MORRIS: Yeah. It's hard because it's just been printed, and many of the details I don't know and many of the members don't know. The Medical Advisory --
STEVE DOOCY (co-host): But they're going to vote for it anyway.
MORRIS: They're going to vote against it or for it, that's right. The Medicare Advisory Board you speak about is a particularly dangerous thing, because it's going to set up for Medicare only, for the elderly only, protocols and standards of care where they are going to be saying no, you can't give this person a hip replacement, they are too old, and no, you can't treat this person with colon cancer with the best drug available. I know it increases the chance of his dying, but it's beyond the cost parameters that we are prepared to allow. And this will be done by this federal board, which is really the death panel that Sarah Palin was talking about. That's an oversimplification, but the basic concept isn't far wrong.
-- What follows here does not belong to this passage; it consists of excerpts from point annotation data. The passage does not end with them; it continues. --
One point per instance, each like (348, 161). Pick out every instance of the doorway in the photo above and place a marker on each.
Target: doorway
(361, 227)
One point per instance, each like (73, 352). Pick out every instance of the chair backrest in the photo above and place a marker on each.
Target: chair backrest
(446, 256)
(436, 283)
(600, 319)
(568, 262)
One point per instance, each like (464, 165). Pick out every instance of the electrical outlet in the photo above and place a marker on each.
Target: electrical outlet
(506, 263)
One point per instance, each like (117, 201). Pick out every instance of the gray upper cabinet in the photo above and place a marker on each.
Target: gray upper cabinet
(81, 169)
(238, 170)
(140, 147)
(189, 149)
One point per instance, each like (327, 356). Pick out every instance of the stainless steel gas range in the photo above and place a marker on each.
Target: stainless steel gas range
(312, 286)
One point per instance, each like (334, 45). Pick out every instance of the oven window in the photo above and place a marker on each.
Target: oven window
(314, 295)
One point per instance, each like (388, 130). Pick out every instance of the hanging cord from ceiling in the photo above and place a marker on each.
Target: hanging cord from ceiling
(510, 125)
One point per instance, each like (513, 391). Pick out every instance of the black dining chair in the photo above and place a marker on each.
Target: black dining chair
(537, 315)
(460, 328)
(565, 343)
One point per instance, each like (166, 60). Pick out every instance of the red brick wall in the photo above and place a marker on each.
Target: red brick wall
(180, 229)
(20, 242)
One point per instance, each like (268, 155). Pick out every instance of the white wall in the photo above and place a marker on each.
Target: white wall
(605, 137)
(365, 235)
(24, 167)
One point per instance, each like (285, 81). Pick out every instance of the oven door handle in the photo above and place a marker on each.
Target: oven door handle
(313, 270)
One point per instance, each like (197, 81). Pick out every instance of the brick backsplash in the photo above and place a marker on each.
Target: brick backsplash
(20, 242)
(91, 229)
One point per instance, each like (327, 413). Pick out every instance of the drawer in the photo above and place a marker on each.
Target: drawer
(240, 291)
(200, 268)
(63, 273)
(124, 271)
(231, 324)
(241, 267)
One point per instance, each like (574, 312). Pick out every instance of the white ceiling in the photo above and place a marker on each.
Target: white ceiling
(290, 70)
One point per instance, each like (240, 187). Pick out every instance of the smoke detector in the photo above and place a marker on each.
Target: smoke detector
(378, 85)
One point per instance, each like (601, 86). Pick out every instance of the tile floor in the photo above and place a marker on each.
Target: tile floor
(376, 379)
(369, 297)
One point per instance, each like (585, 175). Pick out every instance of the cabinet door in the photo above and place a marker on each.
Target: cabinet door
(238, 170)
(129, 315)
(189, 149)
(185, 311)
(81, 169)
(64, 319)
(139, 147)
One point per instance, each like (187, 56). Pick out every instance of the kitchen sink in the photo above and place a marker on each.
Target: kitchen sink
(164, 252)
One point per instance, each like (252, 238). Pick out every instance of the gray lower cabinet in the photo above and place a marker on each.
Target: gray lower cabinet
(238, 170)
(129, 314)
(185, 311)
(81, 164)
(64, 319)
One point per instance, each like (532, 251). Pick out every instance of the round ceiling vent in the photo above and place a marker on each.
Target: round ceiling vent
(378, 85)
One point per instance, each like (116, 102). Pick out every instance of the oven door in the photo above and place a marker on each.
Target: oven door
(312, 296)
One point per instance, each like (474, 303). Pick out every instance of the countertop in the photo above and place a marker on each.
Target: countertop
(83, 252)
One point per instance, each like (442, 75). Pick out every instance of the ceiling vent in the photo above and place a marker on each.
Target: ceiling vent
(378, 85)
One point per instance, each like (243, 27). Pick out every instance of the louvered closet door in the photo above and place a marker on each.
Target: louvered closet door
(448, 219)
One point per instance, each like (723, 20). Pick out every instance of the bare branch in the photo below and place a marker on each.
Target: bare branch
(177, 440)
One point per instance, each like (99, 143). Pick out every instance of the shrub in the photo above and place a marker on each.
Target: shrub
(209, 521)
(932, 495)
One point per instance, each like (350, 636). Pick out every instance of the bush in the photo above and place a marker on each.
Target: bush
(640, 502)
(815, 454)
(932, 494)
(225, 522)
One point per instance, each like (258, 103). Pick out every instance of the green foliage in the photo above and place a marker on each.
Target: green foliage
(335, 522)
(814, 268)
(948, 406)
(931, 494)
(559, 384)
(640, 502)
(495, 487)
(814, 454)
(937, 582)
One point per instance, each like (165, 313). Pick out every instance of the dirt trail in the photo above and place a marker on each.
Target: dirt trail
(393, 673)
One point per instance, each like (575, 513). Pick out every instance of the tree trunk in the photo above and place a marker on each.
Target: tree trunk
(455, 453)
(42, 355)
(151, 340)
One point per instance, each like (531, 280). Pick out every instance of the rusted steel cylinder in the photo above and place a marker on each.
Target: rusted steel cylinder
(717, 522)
In fact, the Advisory Board is not Palin's "death panel," and the provision prohibits "modifying eligibility or benefits"
Senate bill: Advisory Board proposals "shall not include any recommendation to ration health care ... or otherwise restrict benefits." From Section 3403 of the Senate health care bill, "Independent Medicare Advisory Board":
(ii) The proposal shall not include any recommendation to ration health care, raise revenues or Medicare beneficiary premiums under section 1818, 1818A, or 1839, increase Medicare beneficiary cost sharing (including deductibles, coinsurance, and copayments), or otherwise restrict benefits or modify eligibility criteria.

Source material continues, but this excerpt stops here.